The New Yorker, as it does most years, had a food issue last year; so did Wired. But maybe one of the best food-themed issues from a magazine that doesn't regularly cover food was saved for the last few months of 2013: Bitch magazine recently released its food-themed Winter issue, and it's worth picking up the next time you're at the newsstand.

Because while it's fun to read yet another article predicting this year's hottest food trends (i.e., “ethnic-inspired breakfast items”), maybe also take a moment to learn something else like, say, how farmworkers — those folks who play integral roles in the “farm” part of “farm-to-table” — are systemically exploited. If nothing else, for balance.

As S.E. Smith writes in her article about the labor movement, much of the discussion around food is pretty incomplete: “A lot of that conversation has centered on what animals are fed, whether chemicals are used on fields, how far food travels to get to the plate, and what kind of conditions it's grown or raised in, without any mention of the workers involved in food production. … This elision of human beings from the conversation is a curious parallel to the erasure of people from an industrial agriculture narrative, a polite fiction that no actual people are involved is maintained to avoid uncomfortable conversations about worker exploitation.”

Because it's a lot easier to ask about the kale on your plate rather than whether the people who picked that vegetable were paid fairly and had access to water, right?

This being a magazine that claims its space in the world as the “Feminist response to pop culture,” there are also articles here that are about women and food, but these are written in a way that's very much unlike the way publications sometimes write about women and food, especially last year (i.e., ironically, flippantly and heteronormatively, if you're Lucky Peach; not at all, if you're Time magazine).

Sarah-Jane Stratford, for example, considers how the women's liberation movement did not cause the so-called “death” of the homemade meal, or the myth of it, anyway: “Long before women left the kitchen for the workplace, Rockwellian meals were swept off the table by a combination of industry and advertising, which redefined the American psyche as much as it did the home menu.” As did, interestingly, food hygiene: “Polio, which saw its worst U.S. epidemic in 1952, could be contracted via contaminated food. Neither your local grocer nor farm stand felt as safe as the sterile offerings found in the supermarket, especially when they were wrapped in cellophane ('Shows what it protects, protects what it shows!').”

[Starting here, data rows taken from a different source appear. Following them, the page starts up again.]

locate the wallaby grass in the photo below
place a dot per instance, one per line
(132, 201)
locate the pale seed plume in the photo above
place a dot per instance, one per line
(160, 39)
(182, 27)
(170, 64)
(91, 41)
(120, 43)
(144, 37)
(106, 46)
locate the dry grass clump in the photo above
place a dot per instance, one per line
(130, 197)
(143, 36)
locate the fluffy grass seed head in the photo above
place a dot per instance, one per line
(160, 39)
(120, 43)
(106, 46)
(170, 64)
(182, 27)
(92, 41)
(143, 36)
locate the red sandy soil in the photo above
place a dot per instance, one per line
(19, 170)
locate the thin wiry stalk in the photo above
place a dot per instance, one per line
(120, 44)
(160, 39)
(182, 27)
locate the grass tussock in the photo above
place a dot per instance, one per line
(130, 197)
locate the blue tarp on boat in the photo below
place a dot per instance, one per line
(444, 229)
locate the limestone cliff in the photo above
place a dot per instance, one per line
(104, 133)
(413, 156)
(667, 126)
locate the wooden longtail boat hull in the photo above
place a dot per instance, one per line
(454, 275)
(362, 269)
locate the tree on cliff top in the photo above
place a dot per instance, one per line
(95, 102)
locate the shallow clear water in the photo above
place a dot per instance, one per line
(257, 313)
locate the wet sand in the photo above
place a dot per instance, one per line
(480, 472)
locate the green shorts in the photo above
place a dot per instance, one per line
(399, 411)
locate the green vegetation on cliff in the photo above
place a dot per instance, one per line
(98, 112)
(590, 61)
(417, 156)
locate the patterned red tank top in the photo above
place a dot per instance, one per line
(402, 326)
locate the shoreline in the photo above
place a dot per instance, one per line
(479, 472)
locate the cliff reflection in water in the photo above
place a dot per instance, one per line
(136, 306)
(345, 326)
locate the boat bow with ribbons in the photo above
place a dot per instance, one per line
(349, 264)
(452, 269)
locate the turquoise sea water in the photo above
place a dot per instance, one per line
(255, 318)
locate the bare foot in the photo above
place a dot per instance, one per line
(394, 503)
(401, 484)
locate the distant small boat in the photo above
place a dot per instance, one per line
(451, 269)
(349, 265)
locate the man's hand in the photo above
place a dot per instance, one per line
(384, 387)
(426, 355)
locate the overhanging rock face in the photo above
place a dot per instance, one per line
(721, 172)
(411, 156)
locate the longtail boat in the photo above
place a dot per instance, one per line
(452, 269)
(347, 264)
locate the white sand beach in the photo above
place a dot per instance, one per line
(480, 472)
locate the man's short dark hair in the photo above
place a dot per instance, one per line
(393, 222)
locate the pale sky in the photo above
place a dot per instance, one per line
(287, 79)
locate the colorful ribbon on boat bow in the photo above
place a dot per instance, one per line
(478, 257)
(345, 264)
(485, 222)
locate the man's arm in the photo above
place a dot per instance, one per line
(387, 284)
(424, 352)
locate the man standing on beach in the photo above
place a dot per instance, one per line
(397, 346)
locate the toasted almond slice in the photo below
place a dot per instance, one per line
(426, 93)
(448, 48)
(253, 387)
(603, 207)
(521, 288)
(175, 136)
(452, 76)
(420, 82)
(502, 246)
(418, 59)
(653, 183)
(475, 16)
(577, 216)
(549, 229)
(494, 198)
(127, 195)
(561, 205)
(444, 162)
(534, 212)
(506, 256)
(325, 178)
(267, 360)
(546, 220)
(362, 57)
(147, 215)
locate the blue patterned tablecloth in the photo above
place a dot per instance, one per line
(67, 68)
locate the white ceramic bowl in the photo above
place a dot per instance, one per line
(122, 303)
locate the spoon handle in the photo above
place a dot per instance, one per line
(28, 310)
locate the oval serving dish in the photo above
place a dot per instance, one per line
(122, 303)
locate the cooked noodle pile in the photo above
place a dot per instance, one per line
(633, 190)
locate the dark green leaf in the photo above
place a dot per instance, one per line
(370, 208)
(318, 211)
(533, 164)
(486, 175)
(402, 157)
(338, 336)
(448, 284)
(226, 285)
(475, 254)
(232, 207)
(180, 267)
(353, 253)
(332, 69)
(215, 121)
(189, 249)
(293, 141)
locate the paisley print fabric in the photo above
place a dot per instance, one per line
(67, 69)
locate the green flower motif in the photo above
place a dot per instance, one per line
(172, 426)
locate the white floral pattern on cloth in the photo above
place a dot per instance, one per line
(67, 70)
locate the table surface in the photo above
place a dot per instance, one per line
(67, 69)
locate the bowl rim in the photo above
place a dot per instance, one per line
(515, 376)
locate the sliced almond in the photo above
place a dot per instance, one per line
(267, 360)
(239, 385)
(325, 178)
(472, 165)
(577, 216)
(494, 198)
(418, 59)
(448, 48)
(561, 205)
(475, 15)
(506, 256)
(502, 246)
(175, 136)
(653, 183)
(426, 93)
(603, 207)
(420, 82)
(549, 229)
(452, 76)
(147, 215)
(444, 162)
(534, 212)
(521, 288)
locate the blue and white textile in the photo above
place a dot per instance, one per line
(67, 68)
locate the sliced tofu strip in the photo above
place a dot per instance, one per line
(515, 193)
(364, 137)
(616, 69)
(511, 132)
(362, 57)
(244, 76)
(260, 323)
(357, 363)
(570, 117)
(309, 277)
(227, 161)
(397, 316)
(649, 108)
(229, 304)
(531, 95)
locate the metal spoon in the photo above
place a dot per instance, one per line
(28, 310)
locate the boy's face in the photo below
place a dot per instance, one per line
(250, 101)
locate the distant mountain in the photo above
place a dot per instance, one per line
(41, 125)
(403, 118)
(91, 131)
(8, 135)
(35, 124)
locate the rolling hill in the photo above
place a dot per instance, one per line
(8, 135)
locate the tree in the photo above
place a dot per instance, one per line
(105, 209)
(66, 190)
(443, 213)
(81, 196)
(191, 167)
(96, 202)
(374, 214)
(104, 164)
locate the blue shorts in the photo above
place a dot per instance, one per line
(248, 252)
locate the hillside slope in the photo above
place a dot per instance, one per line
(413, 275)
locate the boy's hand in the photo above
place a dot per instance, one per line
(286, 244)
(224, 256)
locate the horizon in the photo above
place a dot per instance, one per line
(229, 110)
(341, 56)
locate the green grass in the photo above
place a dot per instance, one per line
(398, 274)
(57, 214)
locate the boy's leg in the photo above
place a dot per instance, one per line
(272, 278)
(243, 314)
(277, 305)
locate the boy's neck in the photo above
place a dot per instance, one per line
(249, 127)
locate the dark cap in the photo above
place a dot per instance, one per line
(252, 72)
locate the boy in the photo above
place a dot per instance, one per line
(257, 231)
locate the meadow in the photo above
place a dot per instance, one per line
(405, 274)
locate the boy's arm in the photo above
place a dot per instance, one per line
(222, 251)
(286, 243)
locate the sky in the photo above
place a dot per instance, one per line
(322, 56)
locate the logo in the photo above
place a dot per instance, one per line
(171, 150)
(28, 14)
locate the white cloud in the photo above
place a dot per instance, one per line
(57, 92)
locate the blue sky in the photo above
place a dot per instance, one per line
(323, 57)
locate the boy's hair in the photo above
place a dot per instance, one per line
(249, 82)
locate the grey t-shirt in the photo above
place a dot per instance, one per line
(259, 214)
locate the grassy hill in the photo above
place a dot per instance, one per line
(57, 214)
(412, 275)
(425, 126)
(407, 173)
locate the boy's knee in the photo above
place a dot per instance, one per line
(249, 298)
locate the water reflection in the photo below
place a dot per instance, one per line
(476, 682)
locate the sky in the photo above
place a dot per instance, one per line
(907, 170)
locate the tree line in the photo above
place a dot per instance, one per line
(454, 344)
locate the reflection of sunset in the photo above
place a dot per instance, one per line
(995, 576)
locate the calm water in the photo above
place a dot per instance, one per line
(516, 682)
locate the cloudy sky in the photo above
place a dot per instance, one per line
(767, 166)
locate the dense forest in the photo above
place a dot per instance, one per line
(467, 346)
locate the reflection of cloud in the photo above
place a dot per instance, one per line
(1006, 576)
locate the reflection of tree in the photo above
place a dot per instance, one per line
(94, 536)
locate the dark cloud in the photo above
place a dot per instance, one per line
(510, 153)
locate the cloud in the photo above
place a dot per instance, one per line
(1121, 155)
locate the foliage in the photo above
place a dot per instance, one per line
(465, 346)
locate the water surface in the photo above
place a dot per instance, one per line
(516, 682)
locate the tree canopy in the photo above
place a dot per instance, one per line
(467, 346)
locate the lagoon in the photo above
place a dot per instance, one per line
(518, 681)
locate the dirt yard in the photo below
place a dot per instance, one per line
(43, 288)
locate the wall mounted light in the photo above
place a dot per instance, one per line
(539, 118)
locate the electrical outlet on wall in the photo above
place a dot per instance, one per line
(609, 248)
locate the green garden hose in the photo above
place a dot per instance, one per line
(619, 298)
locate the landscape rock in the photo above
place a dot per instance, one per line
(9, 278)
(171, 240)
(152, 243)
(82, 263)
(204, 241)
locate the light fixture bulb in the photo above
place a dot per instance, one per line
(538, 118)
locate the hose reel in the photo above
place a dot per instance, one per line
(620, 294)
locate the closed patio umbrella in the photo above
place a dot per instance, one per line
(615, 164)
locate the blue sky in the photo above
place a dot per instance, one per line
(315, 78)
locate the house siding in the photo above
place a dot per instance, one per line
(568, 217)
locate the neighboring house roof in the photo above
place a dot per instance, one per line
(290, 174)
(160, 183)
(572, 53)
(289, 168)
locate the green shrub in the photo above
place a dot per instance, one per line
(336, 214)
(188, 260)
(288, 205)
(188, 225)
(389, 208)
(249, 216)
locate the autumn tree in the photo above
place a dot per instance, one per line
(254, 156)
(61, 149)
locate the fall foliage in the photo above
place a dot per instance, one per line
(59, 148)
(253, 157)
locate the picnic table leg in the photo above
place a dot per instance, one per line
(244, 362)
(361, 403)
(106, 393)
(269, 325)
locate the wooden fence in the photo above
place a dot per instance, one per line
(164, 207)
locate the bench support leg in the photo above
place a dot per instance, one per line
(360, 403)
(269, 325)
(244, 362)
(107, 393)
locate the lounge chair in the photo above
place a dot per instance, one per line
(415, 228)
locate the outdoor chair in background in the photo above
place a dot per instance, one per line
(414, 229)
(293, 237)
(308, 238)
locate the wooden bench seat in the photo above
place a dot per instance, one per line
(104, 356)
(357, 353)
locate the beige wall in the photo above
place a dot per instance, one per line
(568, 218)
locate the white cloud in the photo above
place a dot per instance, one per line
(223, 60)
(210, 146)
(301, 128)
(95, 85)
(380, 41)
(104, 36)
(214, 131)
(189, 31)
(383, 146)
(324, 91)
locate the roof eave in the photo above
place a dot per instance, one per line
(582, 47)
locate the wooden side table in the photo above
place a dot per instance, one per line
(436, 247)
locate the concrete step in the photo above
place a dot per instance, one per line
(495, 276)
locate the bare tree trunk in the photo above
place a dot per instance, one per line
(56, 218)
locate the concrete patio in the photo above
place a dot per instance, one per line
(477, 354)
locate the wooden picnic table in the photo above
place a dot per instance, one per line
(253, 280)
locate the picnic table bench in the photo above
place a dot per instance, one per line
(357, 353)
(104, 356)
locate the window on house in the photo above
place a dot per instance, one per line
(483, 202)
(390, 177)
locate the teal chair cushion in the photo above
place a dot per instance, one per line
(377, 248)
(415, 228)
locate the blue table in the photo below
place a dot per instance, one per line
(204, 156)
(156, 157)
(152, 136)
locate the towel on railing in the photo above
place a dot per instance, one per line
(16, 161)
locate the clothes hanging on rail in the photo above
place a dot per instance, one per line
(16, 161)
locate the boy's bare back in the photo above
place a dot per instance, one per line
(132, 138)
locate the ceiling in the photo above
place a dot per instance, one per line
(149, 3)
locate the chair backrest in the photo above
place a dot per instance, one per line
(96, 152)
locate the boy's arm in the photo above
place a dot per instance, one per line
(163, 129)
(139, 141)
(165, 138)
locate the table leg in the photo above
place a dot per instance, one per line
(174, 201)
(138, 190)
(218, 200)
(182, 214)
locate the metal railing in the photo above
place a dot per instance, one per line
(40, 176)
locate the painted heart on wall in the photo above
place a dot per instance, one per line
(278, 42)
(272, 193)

Other articles: A piece on sexism in specialty coffee that parallels the sexism prevalent in many industries, which may or may not lead you to ponder whether we need to redefine our measures of success; the world of extreme couponing that is less about crazy ladies running with scissors and more about the very real — but, as with housework in general, unmeasured — economic benefits of saving many cents off boxes of cereal; and an interview with Dr. Breeze Harper, whose Sistah Vegan Project uses veganism “as a platform to explore the intersections of structural racism, sexism, classism, and capitalism, and how it plays out in the lives of mostly black women.”

Overall, an issue worth at least a skim. Maybe read it to ring in 2014. Maybe let it inspire to make you a resolution or two.